First stop: Día de los Muertos (Day of the Dead) in Mexico.
This is not Halloween’s evil twin — more like its stylish older cousin with better cultural depth and cooler face paint. Instead of being scared of ghosts, families welcome their ancestors back for a visit with altars, candles, marigolds, and sugary skulls because… apparently when you’re dead you still crave dessert. It’s festive, it’s heartfelt, and there’s way less screaming than at haunted houses — unless you drop the sugar skull you spent two hours decorating.
Then there’s All Saints’ Day (November 1) and All Souls’ Day (November 2), celebrated in many Christian traditions. These days are like the formal business meeting following Halloween’s chaotic office party. Halloween: people dressed as inflatable dinosaurs eating fun-size Snickers. All Saints’ Day: “Let’s honor the saints with dignity.” Halloween: Boo! All Souls’ Day: “Let’s pray for Grandma.” Both are meaningful… just one comes with fewer plastic bats.
Now let’s time-travel back to the Celtic festival Samhain, the ancient OG of Halloween. Picture villagers lighting bonfires, wearing animal skins, and saying, “Hey, the veil between worlds is super thin tonight, maybe we shouldn’t wander outside alone?” Samhain was basically prehistoric Stranger Things — except the Upside Down mostly consisted of questionable cooking and goats with attitudes.
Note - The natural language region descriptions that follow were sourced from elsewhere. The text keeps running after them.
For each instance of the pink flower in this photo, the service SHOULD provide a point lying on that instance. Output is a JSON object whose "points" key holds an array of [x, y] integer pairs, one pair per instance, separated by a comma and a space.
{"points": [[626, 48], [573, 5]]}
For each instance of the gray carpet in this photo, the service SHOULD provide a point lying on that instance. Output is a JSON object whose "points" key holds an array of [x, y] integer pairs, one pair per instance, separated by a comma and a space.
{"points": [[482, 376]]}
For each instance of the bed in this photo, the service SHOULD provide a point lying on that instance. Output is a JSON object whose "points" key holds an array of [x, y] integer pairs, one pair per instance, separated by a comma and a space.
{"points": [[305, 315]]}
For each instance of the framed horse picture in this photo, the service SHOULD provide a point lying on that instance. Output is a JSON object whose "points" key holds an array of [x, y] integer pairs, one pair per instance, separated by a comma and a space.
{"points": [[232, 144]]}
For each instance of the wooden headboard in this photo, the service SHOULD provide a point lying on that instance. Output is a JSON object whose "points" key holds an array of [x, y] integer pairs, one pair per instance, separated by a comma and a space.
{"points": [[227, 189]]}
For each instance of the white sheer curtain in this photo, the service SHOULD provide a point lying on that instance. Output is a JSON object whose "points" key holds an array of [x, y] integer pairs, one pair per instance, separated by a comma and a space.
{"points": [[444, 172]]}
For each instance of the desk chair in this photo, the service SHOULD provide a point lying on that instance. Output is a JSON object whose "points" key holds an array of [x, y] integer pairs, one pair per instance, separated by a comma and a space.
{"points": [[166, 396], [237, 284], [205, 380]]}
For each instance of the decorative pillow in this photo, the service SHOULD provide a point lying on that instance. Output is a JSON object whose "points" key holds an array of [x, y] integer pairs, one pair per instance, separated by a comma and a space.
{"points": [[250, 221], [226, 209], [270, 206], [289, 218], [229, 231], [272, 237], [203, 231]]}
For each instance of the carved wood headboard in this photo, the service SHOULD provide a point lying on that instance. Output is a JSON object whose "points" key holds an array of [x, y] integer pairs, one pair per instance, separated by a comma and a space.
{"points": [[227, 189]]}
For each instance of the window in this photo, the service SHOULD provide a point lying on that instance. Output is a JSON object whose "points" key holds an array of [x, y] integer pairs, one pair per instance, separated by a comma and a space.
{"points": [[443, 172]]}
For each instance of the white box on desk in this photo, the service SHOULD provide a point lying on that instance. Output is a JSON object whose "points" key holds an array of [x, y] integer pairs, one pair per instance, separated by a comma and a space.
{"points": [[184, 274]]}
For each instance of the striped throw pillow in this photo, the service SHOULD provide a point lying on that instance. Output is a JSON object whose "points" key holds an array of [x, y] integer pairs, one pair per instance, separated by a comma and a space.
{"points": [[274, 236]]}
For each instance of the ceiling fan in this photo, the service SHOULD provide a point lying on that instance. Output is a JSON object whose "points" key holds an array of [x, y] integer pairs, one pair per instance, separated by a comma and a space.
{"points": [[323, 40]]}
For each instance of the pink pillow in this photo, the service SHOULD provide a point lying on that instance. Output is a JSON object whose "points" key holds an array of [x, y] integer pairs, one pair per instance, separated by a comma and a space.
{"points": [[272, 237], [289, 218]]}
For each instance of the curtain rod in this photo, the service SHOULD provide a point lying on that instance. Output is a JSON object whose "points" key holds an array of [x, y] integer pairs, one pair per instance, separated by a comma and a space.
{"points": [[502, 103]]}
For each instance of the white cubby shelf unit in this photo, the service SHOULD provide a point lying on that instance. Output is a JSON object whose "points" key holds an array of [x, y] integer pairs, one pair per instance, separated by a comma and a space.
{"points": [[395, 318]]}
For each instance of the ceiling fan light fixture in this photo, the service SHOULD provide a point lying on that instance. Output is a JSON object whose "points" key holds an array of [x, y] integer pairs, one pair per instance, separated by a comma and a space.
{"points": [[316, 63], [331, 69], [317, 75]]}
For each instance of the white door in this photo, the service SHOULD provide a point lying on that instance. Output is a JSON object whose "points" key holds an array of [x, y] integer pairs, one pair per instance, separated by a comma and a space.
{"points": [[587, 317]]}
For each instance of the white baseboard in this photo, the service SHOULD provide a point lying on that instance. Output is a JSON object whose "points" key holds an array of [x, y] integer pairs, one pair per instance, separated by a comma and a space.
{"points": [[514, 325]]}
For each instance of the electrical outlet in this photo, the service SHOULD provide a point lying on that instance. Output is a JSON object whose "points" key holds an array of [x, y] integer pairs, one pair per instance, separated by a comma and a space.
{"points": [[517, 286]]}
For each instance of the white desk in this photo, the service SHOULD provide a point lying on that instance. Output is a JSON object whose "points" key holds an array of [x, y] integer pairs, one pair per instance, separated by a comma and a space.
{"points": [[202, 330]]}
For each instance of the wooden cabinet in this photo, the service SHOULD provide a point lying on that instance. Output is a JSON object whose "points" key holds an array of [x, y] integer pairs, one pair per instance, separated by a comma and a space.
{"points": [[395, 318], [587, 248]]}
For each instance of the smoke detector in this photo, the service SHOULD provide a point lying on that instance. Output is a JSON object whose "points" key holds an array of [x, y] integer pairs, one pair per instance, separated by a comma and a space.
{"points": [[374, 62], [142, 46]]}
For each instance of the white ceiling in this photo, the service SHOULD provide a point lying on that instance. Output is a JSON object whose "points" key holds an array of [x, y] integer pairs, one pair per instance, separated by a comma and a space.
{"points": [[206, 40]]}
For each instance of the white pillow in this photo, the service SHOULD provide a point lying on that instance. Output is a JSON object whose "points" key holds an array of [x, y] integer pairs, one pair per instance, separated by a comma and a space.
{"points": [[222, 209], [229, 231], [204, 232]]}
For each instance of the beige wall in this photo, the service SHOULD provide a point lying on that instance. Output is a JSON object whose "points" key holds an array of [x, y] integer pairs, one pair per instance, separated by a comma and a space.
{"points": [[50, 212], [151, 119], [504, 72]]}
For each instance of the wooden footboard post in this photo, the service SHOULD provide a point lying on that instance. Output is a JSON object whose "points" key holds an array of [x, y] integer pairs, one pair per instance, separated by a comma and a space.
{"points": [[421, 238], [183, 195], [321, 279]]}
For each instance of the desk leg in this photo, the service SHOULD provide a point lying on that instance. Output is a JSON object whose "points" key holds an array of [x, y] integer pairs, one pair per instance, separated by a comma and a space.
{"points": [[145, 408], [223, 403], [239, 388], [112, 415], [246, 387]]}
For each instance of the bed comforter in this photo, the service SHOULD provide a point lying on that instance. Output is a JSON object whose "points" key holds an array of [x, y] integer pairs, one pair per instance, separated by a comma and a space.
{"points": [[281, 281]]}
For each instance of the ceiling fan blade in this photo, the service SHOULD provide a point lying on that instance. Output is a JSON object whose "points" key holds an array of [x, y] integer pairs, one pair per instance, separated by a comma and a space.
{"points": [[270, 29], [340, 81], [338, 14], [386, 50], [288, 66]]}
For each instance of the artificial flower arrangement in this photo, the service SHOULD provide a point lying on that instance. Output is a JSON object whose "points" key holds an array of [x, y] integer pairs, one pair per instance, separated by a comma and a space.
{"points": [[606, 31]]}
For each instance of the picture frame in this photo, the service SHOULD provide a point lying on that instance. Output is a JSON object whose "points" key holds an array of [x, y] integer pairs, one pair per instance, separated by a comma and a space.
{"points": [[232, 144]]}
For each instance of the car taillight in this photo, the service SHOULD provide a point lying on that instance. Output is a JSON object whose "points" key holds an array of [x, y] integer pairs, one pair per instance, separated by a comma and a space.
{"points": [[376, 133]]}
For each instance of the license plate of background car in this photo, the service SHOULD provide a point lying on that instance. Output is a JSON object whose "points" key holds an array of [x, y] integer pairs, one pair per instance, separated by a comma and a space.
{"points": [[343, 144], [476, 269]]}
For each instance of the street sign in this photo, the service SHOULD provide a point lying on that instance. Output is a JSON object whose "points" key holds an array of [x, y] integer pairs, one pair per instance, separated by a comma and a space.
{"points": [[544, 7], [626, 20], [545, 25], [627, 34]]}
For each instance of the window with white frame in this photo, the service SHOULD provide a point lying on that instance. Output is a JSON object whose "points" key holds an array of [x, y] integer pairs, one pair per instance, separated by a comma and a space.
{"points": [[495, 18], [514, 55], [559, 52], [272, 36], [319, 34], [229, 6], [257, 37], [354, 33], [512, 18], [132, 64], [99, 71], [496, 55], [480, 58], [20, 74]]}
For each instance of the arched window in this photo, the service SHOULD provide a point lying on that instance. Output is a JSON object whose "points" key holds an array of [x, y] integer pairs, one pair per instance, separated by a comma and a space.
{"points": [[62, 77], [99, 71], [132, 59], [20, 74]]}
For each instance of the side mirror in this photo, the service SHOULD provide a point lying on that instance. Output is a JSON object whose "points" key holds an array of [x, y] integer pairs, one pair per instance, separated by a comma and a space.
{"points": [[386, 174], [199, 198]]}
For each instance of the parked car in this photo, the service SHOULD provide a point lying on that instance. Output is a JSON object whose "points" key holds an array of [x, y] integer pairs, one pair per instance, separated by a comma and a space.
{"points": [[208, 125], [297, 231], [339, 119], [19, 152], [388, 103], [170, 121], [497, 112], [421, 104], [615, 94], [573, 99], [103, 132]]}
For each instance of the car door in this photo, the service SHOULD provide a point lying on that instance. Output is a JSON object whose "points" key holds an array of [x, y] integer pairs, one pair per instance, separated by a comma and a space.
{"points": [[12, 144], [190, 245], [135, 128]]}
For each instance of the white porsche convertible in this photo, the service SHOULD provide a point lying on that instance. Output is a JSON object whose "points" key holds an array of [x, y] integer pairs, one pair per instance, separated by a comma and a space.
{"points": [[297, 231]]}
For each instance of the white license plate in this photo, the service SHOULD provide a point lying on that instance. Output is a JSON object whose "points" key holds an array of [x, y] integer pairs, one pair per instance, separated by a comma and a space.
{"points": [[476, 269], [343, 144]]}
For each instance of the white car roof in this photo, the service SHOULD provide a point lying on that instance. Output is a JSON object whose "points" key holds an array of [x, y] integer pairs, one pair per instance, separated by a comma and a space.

In Japan, there’s Obon, a beautiful summer festival where families honor ancestors with lanterns, dancing, and cleaning graves. It’s like tidying up because the spirits are coming over — and you really don’t want to hear ghost-grandma complain about the dust.

Next, the Hungry Ghost Festival celebrated in parts of China and Southeast Asia. The idea? Ghosts get hungry once a year and come to check what’s in your fridge. So people leave food and offerings out. This proves two eternal truths: 1) ghosts love snacks, and 2) hangry behavior transcends mortality.
Poland’s Zaduszki is a quieter evening of candlelit cemeteries, similar to honoring loved ones — more sentimental and less “guy in a werewolf mask hiding behind the mailbox.”

And in Nepal, Gai Jatra involves honoring the departed with… a parade of cows. Yes. Cows. They guide souls into the afterlife. If that isn’t the cutest GPS ever invented, I don’t know what is.
Even the Philippines joins the party with Undas — families gather in cemeteries, clean tombs, picnic, and reminisce. It’s like a giant family reunion, except the hosts are chilling underground.
So what have we learned? Around the planet, humans share a universal truth: we love celebrating the mystery of life and death with costumes, candles, carbs, and occasionally cows. Halloween isn’t alone — it’s part of a global ghost-loving family. And honestly? The more holidays that let us dress up, eat treats, and hang out with loved ones (living or otherwise), the better.
Because whether you call it Halloween, Día de los Muertos, Samhain, or “Please Stop Eating the Candy Until November,” one thing remains eternal:
Spirits show up… and so do the snacks.